Considérant le bon déroulement des opérations de vote ainsi que la troisième victoire éclatante consécutive du MAS, on peut désormais douter de voir la Bolivie renouer dans un avenir prévisible avec la notion d'alternance politique, laquelle renvoie généralement à la permutation au pouvoir de deux ou plusieurs partis appartenant à des courants politiques différents. Si au cours du XXe siècle, de nombreux États démocratiques, notamment l'Espagne de Felipe Gonzalez, l'Angleterre de Margaret Thatcher ou la France de François Mitterrand n'ont pas pratiqué d'alternance politique au sens strict du terme pendant de nombreuses années, plusieurs pays occidentaux la considèrent de plus en plus comme étant une condition nécessaire à la démocratie, bien qu'elle n'en soit pas une condition suffisante. Pour ne prendre que l'exemple des États-Unis, dans un discours qu'il a prononcé à Washington en août 2014 à l'occasion du Sommet États-Unis-Afrique, le président Barack Obama a invité ses homologues africains à accorder une plus grande importance au renouvellement des élites au pouvoir. Pour M. Obama, l'alternance au pouvoir évite la personnalisation du pouvoir de même que plusieurs autres dérives managériales, car « un dirigeant qui s'accroche longtemps au pouvoir finit par agir non pas pour les intérêts de son peuple, mais pour ses intérêts personnels [et ce], très souvent en raison de son illégitimité politique ».

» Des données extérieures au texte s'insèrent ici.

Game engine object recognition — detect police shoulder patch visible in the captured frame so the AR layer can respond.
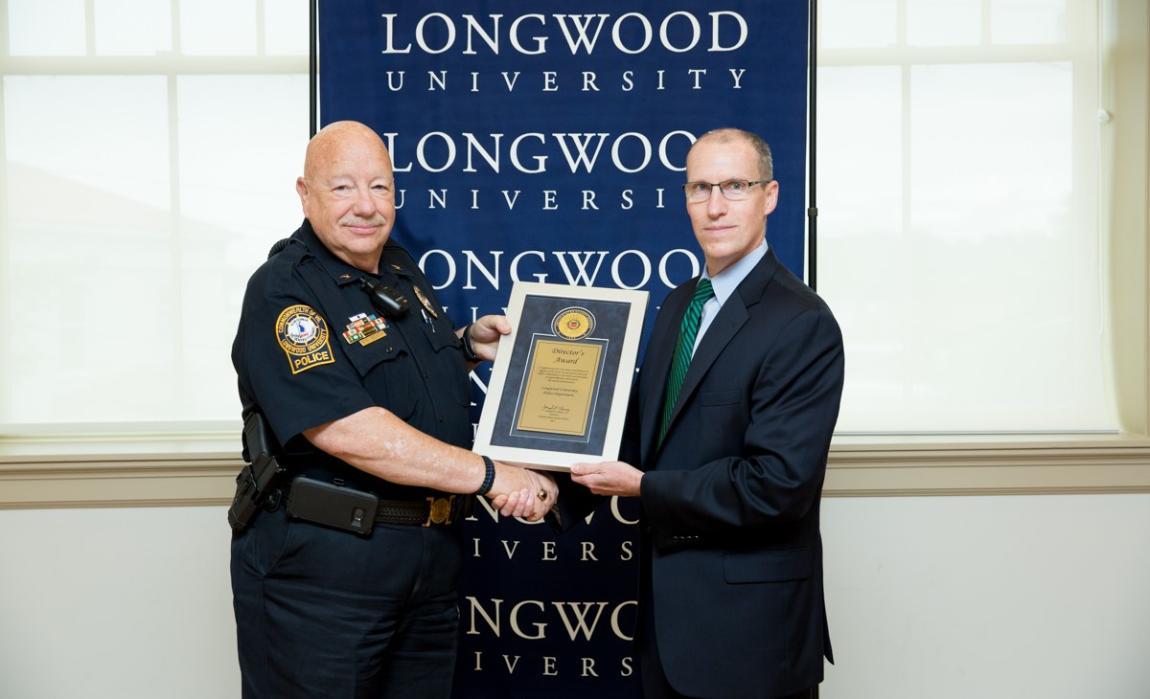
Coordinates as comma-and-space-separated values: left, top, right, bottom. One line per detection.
276, 304, 336, 375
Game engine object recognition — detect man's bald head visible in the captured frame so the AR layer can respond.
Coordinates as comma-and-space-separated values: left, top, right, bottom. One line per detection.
296, 121, 396, 272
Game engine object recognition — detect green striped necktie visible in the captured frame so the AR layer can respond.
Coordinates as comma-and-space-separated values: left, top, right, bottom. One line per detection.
659, 277, 715, 445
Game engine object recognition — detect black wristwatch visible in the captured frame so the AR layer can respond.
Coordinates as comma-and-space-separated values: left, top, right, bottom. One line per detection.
475, 455, 496, 498
459, 323, 482, 362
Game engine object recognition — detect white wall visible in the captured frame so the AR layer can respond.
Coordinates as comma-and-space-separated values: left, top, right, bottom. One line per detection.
822, 494, 1150, 699
0, 494, 1150, 699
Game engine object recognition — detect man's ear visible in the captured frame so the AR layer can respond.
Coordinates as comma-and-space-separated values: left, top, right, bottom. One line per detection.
762, 179, 779, 218
296, 177, 308, 213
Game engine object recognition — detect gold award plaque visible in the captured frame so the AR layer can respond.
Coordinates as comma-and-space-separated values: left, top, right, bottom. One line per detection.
515, 307, 603, 436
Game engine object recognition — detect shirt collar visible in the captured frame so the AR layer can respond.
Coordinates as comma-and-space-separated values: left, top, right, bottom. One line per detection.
703, 238, 767, 306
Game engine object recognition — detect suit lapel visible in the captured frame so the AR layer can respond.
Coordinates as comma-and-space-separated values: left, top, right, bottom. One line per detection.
657, 248, 779, 454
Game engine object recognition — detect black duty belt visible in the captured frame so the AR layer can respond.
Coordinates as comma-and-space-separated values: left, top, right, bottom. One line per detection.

Pourtant, la situation en Bolivie semble s'inscrire en faux avec cette affirmation du président Obama. Malgré le troisième mandat consécutif que vient de briguer Evo Morales, celui-ci continue de jouir d'une bonne légitimité démocratique, tout au moins si l'on s'en tient aux résultats des dernières élections générales. La confiance du peuple bolivien à son endroit est d'autant plus impressionnante que même les oligarchies sécessionnistes de Santa Cruz ainsi que le département de Pando, qui constituaient jusque-là de véritables foyers d'opposition au MAS, adhèrent désormais à son programme de développement.

En plus des réformes démocratiques, sociales et économiques qu'il a entreprises depuis son arrivée au pouvoir en 2006 et qui ont contribué à améliorer les conditions de vie des Boliviens, Evo Morales bénéficie d'une grande popularité dans son pays. Il a la réputation d'être un président dynamique qui travaille pour son peuple et qui reste à l'écoute de celui-ci. Atilio Borón, qui est professeur de sciences politiques à l'Université de Buenos Aires, croit même que cette bonne réputation de M. Morales pourrait inciter la population bolivienne à voter de nouveau pour lui aux élections de 2020, étant entendu que son parti, qui possède plus des deux tiers des sièges au Congrès, pourrait facilement modifier la constitution en ce sens. Or, conclut-il, même en l'absence d'alternance politique, la démocratie resterait toujours effective en Bolivie, puisque c'est le peuple bolivien qui aura choisi de maintenir Evo Morales au pouvoir.